Uncomfortably high inventory levels among semiconductor manufacturers late in 2012 may signal tougher times ahead as global economic woes continue
Chip inventories among semiconductor manufacturers reached a worrisome high toward the end of 2012 and may signal tougher times for the electronics supply chain in 2013, according to a new report from industry analyst IHS iSuppli.
IHS’ recently released Semiconductor Inventory Insider Market Brief pointed to declining market conditions at the end of 2012, when overall semiconductor revenue fell 0.7% sequentially in the fourth quarter following high inventory increases in the third. Inventory levels in Q3 amounted to 49% of total semiconductor revenue according to iSuppli—the highest point since early in 2006.
Chip stockpiles among semiconductor suppliers had fallen during the final two quarters of 2011, but steadily ticked up after that, reaching 48 percent of total revenue in the second quarter before hitting the current peak in the third—the latest time for which full figures are available, IHS said.
The inventory level measured in its report refers to chip stockpiles in the hands of semiconductor suppliers, not to inventory throughout the electronics supply chain.
The report also pointed to weak consumer demand for new electronics as a key factor.
“The uncomfortably high level of inventory among semiconductor manufacturers of nearly all stripes is a result of key demand drivers failing to materialize,” said Sharon Stiefel, analyst for semiconductor market intelligence at IHS. “Demand for semiconductor devices has typically come from new products that consumers feel compelled to purchase. But going into the holiday season last year, no such new products marshaled enough impetus to overcome consumer fears about lingering economic woes. Two months prior to Christmas, consumer purchases of electronics had grown by only 0.7 percent, the worst performance since 2008.”
Poor performance in the PC sector was also a factor, as demand for tablet computers outstripped demand for mobile PCs, ultrabooks and similar products, the report said.
On the plus side, demand for feature-rich smart phones and tablets were expected to provide the strongest drive for semiconductors, with IHS pointing to an anticipated 4% rise in semiconductor revenue for the wireless segment at the end of 2012.
Looking ahead to this year, IHS and others say the outlook is still clouded by uncertain global economic conditions.
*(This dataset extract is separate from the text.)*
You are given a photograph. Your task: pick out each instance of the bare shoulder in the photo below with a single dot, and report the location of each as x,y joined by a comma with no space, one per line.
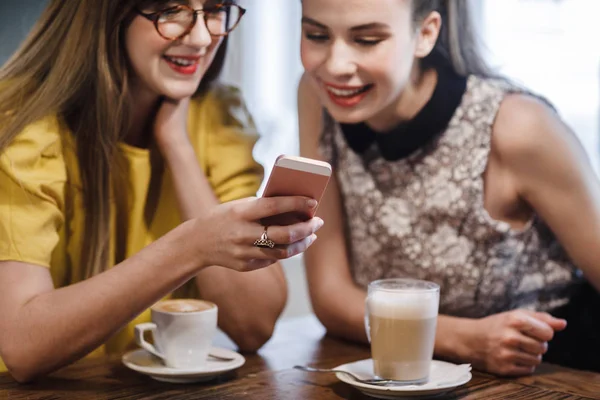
526,128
“The first quarter of 2013 likely will see growth in the industrial and automotive electronics segments. Other semiconductor markets, for their part, will overcome the seasonal decline normally expected at this time of year and then start to rebound around the second and third quarters,” according to IHS. “Such assumptions, however, rest on the even larger factor of the global economy, currently a volatile variable itself with no set outcome. If global economic forecasts perform according to positive expectations, semiconductor revenue could grow by 4 percent in the second quarter and by a very solid 9 percent in the third. However, if demand evaporates, semiconductor suppliers will find themselves in a deplorable oversupply situation, which would then lead to inventory write-downs throughout the year.”